Raise your hand if you have an obsessive attention to detail! These rulers are the only way to guarantee that every section of your sugar cookie dough is exactly 3/16-inch thick or that your pie dough is ¼-inch thick all over. Eyeballing will just not do.
Fancy loaf pan
When you’re sick of people thinking that your banana bread is cute and you want them to think it’s sexy and glamorous instead. The difference between kitten heels and stilettos, if you will.

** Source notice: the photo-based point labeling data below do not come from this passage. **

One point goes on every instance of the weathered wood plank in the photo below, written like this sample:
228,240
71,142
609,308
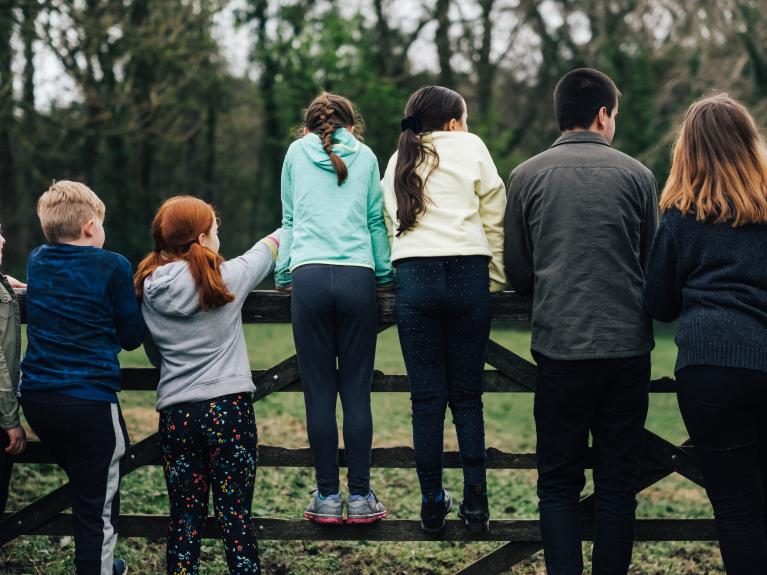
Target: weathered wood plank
677,458
271,306
147,453
506,556
511,365
395,530
493,381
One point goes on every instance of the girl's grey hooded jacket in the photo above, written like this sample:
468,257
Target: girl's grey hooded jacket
201,354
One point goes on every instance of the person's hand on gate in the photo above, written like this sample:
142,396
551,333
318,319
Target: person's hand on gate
17,440
16,284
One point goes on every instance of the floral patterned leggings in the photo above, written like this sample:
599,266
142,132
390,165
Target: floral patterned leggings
203,443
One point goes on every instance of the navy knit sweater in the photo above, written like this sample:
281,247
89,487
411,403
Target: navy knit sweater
713,277
81,310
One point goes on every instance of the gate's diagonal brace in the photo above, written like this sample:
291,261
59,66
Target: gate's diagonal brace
48,506
505,557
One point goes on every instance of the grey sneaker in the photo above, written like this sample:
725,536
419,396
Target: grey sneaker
363,510
326,510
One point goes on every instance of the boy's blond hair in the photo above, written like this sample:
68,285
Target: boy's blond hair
65,207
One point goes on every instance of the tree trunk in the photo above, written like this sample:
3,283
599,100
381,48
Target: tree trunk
442,40
9,200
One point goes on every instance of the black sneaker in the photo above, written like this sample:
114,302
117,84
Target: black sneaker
119,567
433,512
474,510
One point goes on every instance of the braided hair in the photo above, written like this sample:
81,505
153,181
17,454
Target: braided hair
324,116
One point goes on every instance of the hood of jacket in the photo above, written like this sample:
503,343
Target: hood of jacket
171,290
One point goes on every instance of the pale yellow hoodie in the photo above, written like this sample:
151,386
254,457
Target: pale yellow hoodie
466,201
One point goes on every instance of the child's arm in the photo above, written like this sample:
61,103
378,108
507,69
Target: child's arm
9,405
128,318
242,274
518,251
492,207
662,293
282,277
151,350
379,234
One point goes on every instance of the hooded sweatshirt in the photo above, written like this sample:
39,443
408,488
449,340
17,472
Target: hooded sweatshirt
325,223
465,204
201,354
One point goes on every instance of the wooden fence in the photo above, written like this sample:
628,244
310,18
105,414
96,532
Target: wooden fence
511,374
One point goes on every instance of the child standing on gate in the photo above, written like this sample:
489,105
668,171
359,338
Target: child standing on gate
81,311
335,252
192,300
13,438
446,201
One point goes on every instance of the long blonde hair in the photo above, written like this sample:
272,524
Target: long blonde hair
719,165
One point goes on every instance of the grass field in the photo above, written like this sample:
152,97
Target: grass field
284,492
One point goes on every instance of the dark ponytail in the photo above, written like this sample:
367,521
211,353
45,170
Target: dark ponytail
427,110
324,116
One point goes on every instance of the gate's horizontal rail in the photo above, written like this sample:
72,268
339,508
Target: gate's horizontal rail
146,379
382,457
395,530
269,306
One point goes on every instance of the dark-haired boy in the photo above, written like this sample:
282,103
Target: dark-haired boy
580,221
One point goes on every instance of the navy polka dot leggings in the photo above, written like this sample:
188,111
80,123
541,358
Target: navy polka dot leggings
443,318
212,443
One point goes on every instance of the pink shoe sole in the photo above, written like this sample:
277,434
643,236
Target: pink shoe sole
323,520
367,520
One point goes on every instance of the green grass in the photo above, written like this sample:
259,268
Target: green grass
282,492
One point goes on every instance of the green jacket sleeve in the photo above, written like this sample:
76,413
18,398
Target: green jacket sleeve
9,405
9,335
379,234
282,277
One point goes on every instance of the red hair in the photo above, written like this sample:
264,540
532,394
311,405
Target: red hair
175,229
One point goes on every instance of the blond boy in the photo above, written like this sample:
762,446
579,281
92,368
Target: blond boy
81,311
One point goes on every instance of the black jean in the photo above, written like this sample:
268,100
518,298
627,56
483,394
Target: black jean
609,398
87,440
334,314
724,410
443,317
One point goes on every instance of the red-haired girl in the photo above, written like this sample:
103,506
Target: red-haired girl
191,299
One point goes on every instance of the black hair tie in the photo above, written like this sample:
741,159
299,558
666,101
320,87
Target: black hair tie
411,123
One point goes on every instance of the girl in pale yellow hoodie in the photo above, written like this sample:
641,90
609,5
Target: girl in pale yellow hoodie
445,204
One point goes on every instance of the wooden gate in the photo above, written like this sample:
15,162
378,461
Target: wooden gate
511,374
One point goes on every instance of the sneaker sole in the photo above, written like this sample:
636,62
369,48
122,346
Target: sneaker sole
366,519
324,519
441,527
474,527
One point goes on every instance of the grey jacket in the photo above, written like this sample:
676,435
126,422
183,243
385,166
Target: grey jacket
201,354
580,221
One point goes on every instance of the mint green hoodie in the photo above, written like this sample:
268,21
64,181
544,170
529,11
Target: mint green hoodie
323,222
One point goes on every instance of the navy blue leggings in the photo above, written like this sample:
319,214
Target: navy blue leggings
335,319
443,317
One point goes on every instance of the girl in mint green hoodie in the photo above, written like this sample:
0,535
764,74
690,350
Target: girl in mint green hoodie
334,252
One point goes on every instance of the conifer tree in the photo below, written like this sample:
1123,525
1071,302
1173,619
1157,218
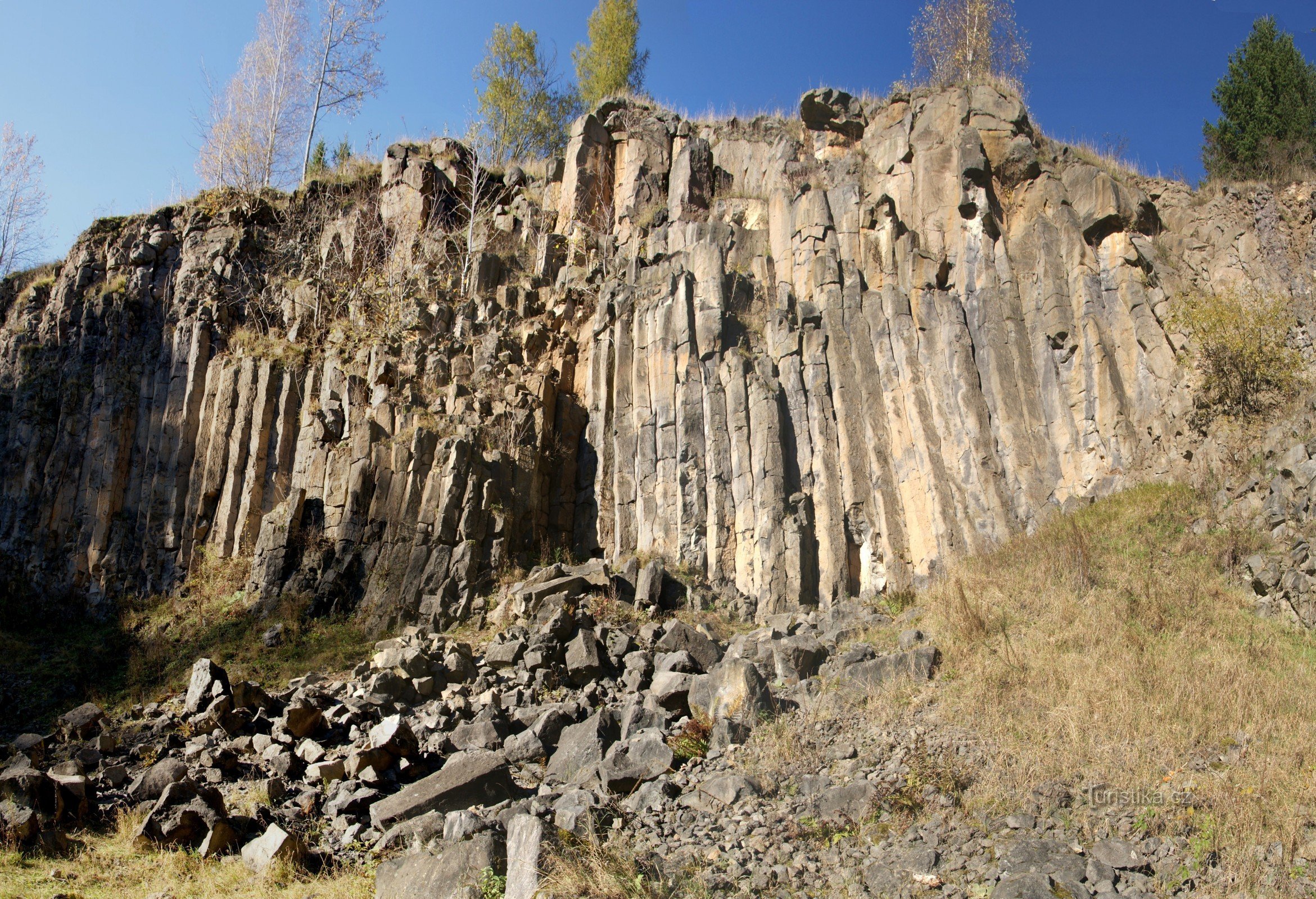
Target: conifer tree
1268,110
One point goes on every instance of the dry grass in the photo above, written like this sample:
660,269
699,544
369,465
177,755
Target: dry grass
793,744
1110,157
1113,648
108,866
246,341
596,869
211,615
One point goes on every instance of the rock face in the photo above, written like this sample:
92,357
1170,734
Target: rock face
802,358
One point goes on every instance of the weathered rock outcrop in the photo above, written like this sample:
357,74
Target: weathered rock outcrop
802,358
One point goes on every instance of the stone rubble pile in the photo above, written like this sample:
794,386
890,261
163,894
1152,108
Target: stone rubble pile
558,716
1278,500
594,718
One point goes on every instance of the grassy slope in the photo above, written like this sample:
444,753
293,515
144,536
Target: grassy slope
1107,648
1111,648
147,652
107,866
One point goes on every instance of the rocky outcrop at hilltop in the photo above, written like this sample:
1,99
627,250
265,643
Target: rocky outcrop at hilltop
798,358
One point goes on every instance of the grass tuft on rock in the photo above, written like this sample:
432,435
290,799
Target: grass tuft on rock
107,865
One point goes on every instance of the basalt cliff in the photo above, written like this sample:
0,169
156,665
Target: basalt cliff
799,360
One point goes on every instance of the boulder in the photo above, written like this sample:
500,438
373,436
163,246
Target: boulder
82,723
1119,855
524,839
845,805
798,659
453,874
274,846
209,682
469,778
152,784
395,736
302,719
734,692
670,690
834,111
581,748
680,636
913,665
524,747
584,660
631,762
730,789
183,815
476,735
649,583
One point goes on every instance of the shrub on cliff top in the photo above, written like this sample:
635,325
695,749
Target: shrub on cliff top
610,63
1241,348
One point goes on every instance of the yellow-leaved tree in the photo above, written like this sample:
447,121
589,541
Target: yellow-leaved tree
611,63
523,112
957,41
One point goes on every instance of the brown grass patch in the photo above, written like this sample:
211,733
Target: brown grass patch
1113,648
108,866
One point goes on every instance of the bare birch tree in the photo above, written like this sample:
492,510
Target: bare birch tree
344,71
957,41
256,124
22,203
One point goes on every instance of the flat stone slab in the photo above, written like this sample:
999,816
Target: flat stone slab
470,778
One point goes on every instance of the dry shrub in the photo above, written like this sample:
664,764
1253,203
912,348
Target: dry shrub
1140,681
693,740
593,869
1241,348
107,865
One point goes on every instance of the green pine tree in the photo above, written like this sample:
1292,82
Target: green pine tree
1268,110
342,153
610,62
523,112
319,164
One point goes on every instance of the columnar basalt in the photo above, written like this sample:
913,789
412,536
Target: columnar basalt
802,360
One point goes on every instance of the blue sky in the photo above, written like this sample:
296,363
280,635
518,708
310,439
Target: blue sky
111,87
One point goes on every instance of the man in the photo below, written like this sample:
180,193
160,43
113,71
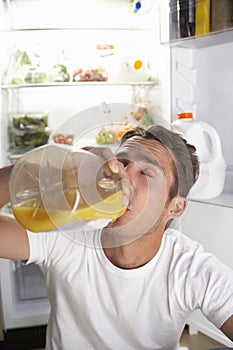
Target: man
133,284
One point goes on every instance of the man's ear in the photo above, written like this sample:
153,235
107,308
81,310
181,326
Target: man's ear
177,207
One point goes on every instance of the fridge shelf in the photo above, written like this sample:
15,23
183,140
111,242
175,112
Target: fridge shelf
202,41
78,84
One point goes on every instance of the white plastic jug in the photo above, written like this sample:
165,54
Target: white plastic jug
209,150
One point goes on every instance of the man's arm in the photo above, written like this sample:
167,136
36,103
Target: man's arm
13,237
227,327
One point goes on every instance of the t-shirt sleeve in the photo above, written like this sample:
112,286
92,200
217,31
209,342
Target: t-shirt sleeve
211,283
37,245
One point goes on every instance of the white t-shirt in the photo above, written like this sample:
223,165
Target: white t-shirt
96,305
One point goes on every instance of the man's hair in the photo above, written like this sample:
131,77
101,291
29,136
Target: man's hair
185,160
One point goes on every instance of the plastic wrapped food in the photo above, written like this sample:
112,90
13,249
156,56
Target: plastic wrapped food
28,131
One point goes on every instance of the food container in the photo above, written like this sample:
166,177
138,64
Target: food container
28,130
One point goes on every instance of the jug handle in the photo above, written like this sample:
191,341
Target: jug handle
215,141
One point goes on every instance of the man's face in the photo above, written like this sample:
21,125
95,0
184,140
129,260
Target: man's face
149,168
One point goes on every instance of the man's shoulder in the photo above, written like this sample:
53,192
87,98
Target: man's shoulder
179,241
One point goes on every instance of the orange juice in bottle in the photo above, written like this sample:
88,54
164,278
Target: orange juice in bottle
53,185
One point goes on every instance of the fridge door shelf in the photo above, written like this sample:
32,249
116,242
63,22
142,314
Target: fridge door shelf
203,41
149,83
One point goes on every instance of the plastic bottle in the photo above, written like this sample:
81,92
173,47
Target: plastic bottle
54,185
209,151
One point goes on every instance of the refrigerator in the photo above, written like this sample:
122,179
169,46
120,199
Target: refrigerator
176,71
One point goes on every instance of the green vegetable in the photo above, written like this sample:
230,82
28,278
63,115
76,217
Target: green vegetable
31,139
60,73
106,136
26,121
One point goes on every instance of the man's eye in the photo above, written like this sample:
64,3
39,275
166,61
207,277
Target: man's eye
125,162
147,173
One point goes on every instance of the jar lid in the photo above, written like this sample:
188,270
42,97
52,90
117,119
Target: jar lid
184,115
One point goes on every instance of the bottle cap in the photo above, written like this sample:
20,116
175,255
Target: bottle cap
184,115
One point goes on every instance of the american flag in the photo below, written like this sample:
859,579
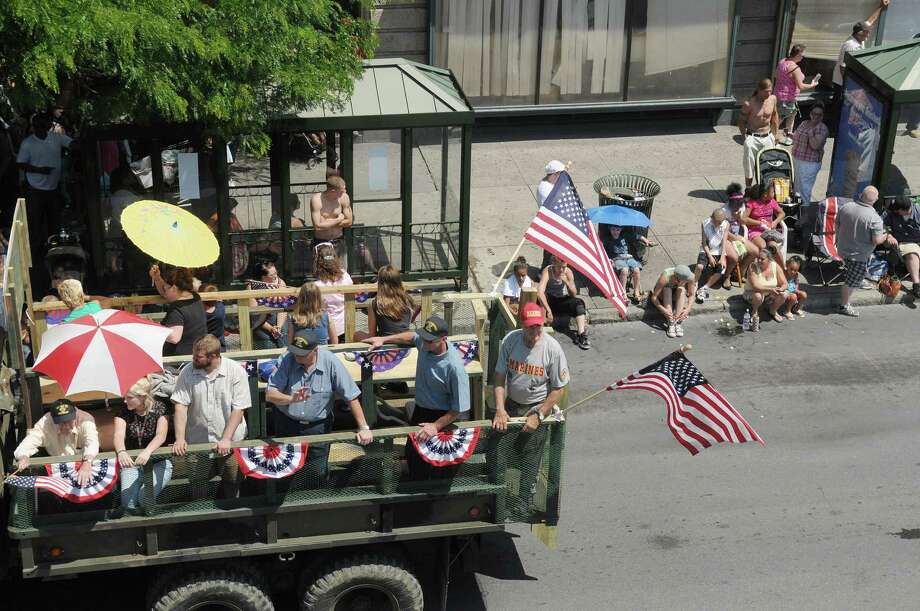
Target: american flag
562,227
698,414
57,485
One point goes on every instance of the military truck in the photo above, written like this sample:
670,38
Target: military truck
345,541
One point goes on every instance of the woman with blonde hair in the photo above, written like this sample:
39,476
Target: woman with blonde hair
308,315
328,270
71,292
141,425
391,311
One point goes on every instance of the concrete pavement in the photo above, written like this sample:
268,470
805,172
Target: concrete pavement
824,516
692,161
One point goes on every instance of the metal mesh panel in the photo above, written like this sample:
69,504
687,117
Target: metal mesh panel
521,469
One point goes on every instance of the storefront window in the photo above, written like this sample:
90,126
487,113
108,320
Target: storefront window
583,51
491,47
902,21
679,49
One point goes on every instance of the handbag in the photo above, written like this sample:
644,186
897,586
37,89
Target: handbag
889,286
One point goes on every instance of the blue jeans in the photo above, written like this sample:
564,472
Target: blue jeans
132,482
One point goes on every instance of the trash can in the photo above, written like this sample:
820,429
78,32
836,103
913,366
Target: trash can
630,191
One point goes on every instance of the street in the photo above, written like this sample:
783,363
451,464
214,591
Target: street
822,517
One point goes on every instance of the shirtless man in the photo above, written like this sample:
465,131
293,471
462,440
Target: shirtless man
331,214
759,123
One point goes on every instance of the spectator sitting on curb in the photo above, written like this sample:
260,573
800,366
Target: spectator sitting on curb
793,286
903,221
559,296
859,231
763,217
621,248
671,297
515,282
713,251
766,283
742,250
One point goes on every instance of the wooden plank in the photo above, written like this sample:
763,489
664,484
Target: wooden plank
242,309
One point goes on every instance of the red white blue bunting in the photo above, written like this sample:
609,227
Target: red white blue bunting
449,447
273,460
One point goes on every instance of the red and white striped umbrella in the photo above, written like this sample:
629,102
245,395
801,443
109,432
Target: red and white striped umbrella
107,351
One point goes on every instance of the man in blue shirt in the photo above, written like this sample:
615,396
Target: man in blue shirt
442,389
303,390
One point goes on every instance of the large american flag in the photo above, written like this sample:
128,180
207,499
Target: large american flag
562,227
698,414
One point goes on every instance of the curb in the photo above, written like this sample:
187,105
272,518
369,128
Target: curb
820,300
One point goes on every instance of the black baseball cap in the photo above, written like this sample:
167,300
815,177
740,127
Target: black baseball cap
434,328
63,411
304,343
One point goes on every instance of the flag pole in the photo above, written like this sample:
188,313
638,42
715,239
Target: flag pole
501,276
683,348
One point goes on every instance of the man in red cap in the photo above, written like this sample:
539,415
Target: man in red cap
530,374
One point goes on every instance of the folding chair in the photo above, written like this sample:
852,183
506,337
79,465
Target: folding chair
822,245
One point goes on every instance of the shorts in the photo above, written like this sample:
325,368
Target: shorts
856,272
702,259
908,248
786,109
626,263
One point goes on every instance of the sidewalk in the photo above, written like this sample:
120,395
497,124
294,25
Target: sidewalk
692,161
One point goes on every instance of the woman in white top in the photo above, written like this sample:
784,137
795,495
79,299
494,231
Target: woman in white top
515,282
328,271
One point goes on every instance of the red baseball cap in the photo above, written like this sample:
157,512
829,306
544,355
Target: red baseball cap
532,314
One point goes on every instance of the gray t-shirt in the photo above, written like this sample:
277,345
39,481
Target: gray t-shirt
531,372
857,224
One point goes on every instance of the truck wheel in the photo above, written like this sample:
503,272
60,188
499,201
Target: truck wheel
233,587
368,582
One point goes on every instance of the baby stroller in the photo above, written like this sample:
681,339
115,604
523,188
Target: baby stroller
774,167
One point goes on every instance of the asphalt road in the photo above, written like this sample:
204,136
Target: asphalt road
825,516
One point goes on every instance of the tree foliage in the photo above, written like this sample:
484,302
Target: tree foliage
227,64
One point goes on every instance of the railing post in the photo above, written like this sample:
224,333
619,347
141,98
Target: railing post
242,312
350,317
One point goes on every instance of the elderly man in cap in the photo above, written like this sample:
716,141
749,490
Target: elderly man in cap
530,374
303,390
442,388
859,231
63,431
672,297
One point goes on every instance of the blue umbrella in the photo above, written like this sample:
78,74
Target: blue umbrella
618,215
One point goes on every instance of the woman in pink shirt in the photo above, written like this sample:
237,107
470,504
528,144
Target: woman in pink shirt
788,83
763,217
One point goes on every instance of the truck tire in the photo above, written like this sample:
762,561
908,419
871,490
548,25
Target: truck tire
239,588
369,582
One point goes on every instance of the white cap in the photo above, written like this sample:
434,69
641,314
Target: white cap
554,166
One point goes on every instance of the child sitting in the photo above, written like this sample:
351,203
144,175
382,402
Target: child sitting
796,306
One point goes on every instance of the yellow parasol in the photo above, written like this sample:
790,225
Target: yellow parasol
169,234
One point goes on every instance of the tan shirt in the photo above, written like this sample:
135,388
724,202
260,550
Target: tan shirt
82,440
210,397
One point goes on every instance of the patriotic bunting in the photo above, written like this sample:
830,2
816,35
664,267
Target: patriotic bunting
449,447
272,461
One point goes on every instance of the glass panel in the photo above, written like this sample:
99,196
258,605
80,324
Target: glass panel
903,177
856,149
902,21
679,49
583,53
491,47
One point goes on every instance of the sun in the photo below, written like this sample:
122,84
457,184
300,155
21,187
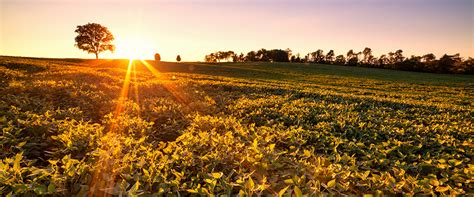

Ever heard of CHEESECAKE? Any time when you’re baking a cake that needs to come out of the pan but cannot be flipped—maybe it’s fragile or layered or both!—you need a pan that you can unbelt, removing the girding sides while leaving the cake upright and in tact. This particular springform pan is lovely because the glass bottom doubles as a serving plate, which saves you from the often-scary and sometimes-fatal task of scooting the cake off its base.
Tart pan with removable bottom
Not all tarts involve pastry cream. Not all tarts are complicated. But almost all tarts are beautiful. It’s something to do with that fluted edge, I think. Be sure to get one with a removable bottom so that you can slip away the sides of the pan, like magic.
There’s nothing special about a bundt cake except for its shape. But that’s good enough for me! They’re especially wonderful-looking when glazed.
Nested biscuit and cookie cutters
A set of cutters in different sizes are great for cookies, biscuits, scones, cobbler, and decorating the top of a double-crust pie.